A non‐death function of the mitochondrial apoptosis apparatus in immunity

Apoptosis is a frequent form of programmed cell death, but the apoptotic signaling pathway can also be engaged at a low level, in the absence of cell death. We here report that such sub‐lethal engagement of mitochondrial apoptosis signaling causes the secretion of cytokines from human epithelial cells in a process controlled by the Bcl‐2 family of proteins. We further show that sub‐lethal signaling of the mitochondrial apoptosis pathway is initiated by infections with all tested viral, bacterial, and protozoan pathogens and causes damage to the genomic DNA. Epithelial cells infected with these pathogens secreted cytokines, and this cytokine secretion upon microbial infection was substantially reduced if mitochondrial sub‐lethal apoptosis signaling was blocked. In the absence of mitochondrial pro‐apoptotic signaling, the ability of epithelial cells to restrict intracellular bacterial growth was impaired. Triggering of the mitochondrial apoptosis apparatus thus not only causes apoptosis but also has an independent role in immune defense. Synopsis The mitochondrial apoptosis apparatus is activated during infection of epithelial cells with intracellular microbes but at a low level that is insufficient to induce apoptosis. This activation is found to stimulate the infected cell and to contribute to anti‐bacterial, cell‐autonomous immunity. Low‐level, sub‐lethal activation of the mitochondrial apoptosis apparatus (“minority MOMP”) triggers the secretion of cytokines from epithelial cells.
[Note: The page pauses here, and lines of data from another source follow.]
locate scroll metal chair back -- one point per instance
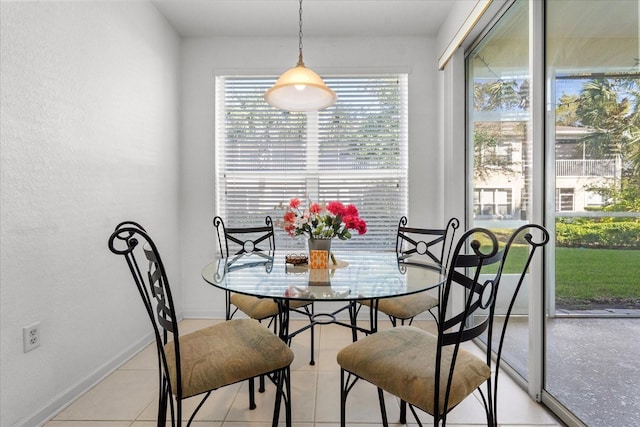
(425, 245)
(132, 242)
(234, 243)
(417, 246)
(242, 240)
(432, 372)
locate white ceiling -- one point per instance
(343, 18)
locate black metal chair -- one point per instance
(433, 372)
(259, 240)
(199, 362)
(418, 246)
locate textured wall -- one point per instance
(89, 134)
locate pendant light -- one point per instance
(300, 88)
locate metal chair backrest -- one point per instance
(240, 240)
(476, 269)
(132, 242)
(425, 245)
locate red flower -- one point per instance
(294, 203)
(335, 208)
(289, 217)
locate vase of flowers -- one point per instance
(322, 222)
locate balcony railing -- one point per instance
(604, 168)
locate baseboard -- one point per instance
(60, 402)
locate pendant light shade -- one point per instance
(300, 88)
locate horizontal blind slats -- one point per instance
(355, 152)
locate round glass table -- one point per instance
(357, 276)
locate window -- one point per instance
(564, 199)
(355, 152)
(492, 202)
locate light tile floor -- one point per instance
(127, 397)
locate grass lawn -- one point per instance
(591, 278)
(587, 278)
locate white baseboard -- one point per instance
(72, 393)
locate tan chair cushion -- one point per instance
(260, 308)
(402, 361)
(407, 306)
(226, 353)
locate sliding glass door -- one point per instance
(593, 142)
(500, 142)
(586, 333)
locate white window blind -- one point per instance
(354, 152)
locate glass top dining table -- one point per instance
(356, 276)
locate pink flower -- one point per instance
(335, 208)
(294, 203)
(289, 217)
(318, 220)
(361, 226)
(315, 209)
(351, 210)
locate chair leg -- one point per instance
(313, 340)
(283, 390)
(353, 315)
(383, 408)
(343, 399)
(403, 412)
(252, 396)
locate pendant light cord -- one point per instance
(300, 63)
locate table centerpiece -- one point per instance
(320, 223)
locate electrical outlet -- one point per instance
(31, 337)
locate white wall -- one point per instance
(203, 58)
(89, 132)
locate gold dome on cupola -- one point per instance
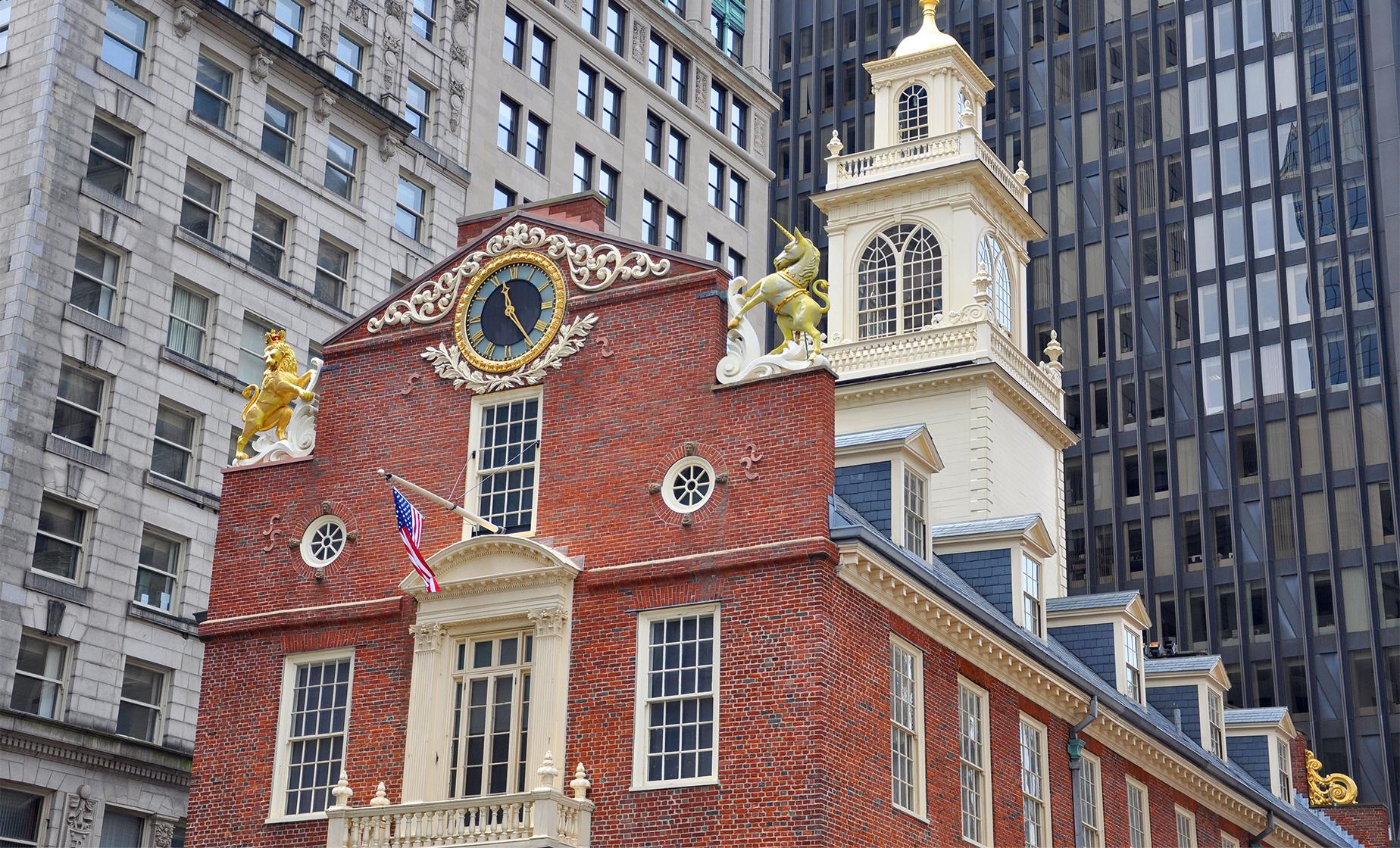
(929, 36)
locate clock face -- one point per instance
(510, 311)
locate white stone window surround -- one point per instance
(488, 584)
(285, 709)
(640, 728)
(473, 475)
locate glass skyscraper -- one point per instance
(1215, 272)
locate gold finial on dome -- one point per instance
(929, 36)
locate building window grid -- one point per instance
(906, 721)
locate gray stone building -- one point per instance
(177, 178)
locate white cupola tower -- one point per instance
(927, 257)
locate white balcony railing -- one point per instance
(545, 818)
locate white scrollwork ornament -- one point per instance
(745, 357)
(448, 363)
(591, 267)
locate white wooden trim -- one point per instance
(643, 665)
(276, 803)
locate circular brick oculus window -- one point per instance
(688, 485)
(323, 541)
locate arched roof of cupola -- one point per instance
(929, 36)
(493, 563)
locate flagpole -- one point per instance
(477, 519)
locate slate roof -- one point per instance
(987, 525)
(877, 437)
(1170, 665)
(1253, 716)
(1104, 600)
(847, 525)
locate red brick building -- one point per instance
(695, 626)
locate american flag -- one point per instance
(411, 529)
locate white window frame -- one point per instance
(1145, 841)
(1096, 825)
(1043, 756)
(1189, 838)
(475, 476)
(983, 813)
(640, 729)
(158, 706)
(919, 790)
(276, 803)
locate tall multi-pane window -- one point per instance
(332, 273)
(199, 207)
(213, 92)
(541, 58)
(1031, 595)
(913, 114)
(536, 143)
(173, 452)
(188, 323)
(507, 463)
(513, 46)
(678, 683)
(1091, 803)
(123, 39)
(279, 130)
(916, 511)
(411, 209)
(157, 571)
(269, 241)
(1140, 823)
(1133, 663)
(39, 676)
(490, 714)
(139, 709)
(416, 108)
(906, 732)
(899, 282)
(287, 21)
(424, 17)
(1035, 798)
(1185, 829)
(507, 126)
(342, 166)
(77, 413)
(314, 722)
(973, 763)
(58, 544)
(349, 61)
(111, 158)
(94, 279)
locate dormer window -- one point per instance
(1031, 595)
(916, 510)
(1215, 712)
(901, 282)
(1133, 665)
(913, 114)
(995, 259)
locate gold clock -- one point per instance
(510, 311)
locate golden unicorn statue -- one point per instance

Viral, bacterial and parasite infections cause minority MOMP in infected cells, leading to DNA‐damage that depends on the mitochondrial apoptosis pathway. Microbe‐induced minority MOMP contributes to the secretion of cytokines during infection. Cells with defects in mitochondrial apoptosis/minority MOMP are compromised in the containment of intracellular bacteria. Graphical Abstract Different pathogens can trigger sub‐lethal engagement of the mitochondrial apoptosis machinery in epithelial cells, resulting however not in cell death but rather promoting cytokine production and reducing pathogen growth.